In [9]:
import matplotlib.pyplot as plt
import pandas as pd
import numpy as np
import nltk
import math
from tqdm import tqdm
from collections import Counter
from nltk.corpus import stopwords
from nltk import WordNetLemmatizer
from nltk.stem import PorterStemmer,LancasterStemmer
from sklearn.feature_extraction.text import CountVectorizer
from sklearn.feature_extraction.text import TfidfVectorizer
from sklearn.naive_bayes import MultinomialNB
from sklearn.naive_bayes import BernoulliNB
from scipy.sparse import csr_matrix
from sklearn.metrics import confusion_matrix
from sklearn.metrics import f1_score



In [10]:
 #Preprocessing data
    data=pd.read_csv('movie-plots-student.csv')
    data.dropna(axis=0,inplace=True)
    data["Plot"]=data["Plot"].apply(lambda x: x.replace('/',''))
    data["Plot"]=data["Plot"].apply(lambda x: x.replace('\r',''))
    data["Plot"]=data["Plot"].apply(lambda x: x.replace('\n',' '))
    data["Plot"]=data["Plot"].apply(lambda x: x.replace('/s',''))
    data["Plot"]=data["Plot"].apply(lambda x: x.replace('.',''))
    data["Plot"]=data["Plot"].apply(lambda x: x.replace(',',''))
    data["Plot"]=data["Plot"].apply(lambda x: x.replace(':',''))
    data["Plot"]=data["Plot"].apply(lambda x: x.replace(';',''))
    data["Plot"]=data["Plot"].apply(lambda x: x.replace("!",''))
    data["Plot"]=data["Plot"].apply(lambda x: x.replace("?",''))
    data["Plot"]=data["Plot"].apply(lambda x: x.replace("-",''))
    data["Plot"]=data["Plot"].apply(lambda x: x.replace("_",' '))
    data["Plot"]=data["Plot"].apply(lambda x: x.replace("'",''))
    data["Plot"]=data["Plot"].apply(lambda x: x.replace('"',''))
    data["Plot"]=data["Plot"].apply(lambda x: x.replace('(',''))
    data["Plot"]=data["Plot"].apply(lambda x: x.replace(")",''))
    data["Plot"]=data["Plot"].apply(lambda x: x.replace('[',''))
    data["Plot"]=data["Plot"].apply(lambda x: x.replace("]",''))

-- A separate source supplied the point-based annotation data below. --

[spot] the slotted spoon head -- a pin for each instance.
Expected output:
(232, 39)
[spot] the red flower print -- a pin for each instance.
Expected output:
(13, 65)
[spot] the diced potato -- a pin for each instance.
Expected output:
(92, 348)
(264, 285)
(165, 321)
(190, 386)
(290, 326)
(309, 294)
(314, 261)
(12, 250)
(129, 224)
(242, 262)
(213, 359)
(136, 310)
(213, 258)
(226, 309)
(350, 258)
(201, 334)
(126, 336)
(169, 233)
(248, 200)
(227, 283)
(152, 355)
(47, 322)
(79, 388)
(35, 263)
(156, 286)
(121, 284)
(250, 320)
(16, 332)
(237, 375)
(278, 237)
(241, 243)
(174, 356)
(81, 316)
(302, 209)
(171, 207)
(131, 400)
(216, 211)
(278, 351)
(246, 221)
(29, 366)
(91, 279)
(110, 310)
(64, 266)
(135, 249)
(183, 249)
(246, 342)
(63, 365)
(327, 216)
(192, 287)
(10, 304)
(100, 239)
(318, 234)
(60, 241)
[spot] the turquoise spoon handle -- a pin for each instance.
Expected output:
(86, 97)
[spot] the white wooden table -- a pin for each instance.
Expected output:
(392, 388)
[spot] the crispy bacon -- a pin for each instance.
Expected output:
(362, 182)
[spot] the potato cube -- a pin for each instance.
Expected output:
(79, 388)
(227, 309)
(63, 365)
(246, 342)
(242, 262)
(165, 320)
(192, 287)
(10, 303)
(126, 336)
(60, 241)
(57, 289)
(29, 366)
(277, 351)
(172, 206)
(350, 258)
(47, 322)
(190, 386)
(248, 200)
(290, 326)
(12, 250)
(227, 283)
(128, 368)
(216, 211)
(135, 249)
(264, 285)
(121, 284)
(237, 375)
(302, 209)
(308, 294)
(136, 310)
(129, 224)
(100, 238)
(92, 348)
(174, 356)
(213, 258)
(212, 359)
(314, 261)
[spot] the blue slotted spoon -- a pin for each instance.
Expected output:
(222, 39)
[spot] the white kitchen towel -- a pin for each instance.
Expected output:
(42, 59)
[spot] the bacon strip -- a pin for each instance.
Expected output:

    data["Plot"]=data["Plot"].apply(lambda x: x.replace('0',''))
    data["Plot"]=data["Plot"].apply(lambda x: x.replace('1',''))
    data["Plot"]=data["Plot"].apply(lambda x: x.replace('2',''))
    data["Plot"]=data["Plot"].apply(lambda x: x.replace('3',''))
    data["Plot"]=data["Plot"].apply(lambda x: x.replace("4",''))
    data["Plot"]=data["Plot"].apply(lambda x: x.replace('5',''))
    data["Plot"]=data["Plot"].apply(lambda x: x.replace('6',''))
    data["Plot"]=data["Plot"].apply(lambda x: x.replace("7",''))
    data["Plot"]=data["Plot"].apply(lambda x: x.replace('8',''))
    data["Plot"]=data["Plot"].apply(lambda x: x.replace("9",''))



In [11]:
    #preprocessing labels
    genres = ['comedy', 'drama', 'horror', 'action']
    labels = np.zeros(len(data["Genre"]), dtype='int8')
    labels[data["Genre"] == "comedy"] = 0
    labels[data["Genre"] == "drama"] = 1
    labels[data["Genre"] == "horror"] = 2
    labels[data["Genre"] == "action"] = 3



In [15]:
    #Removing stop words 
    new_text_data = []
    text_data = data["Plot"].values.tolist()
    wnl=WordNetLemmatizer()
    tokens_full=[[wnl.lemmatize(token.lower()) for token in nltk.tokenize.word_tokenize(text.lower()) if token.isalpha()] for text in text_data]
   
    #STOPWORDS
    counter=Counter(np.concatenate(tokens_full))
    word_freq=counter.most_common(250)
    my_stop_words =[w[0] for w in word_freq]     
    my_stop_words += stopwords.words('english') + ['a', 'the']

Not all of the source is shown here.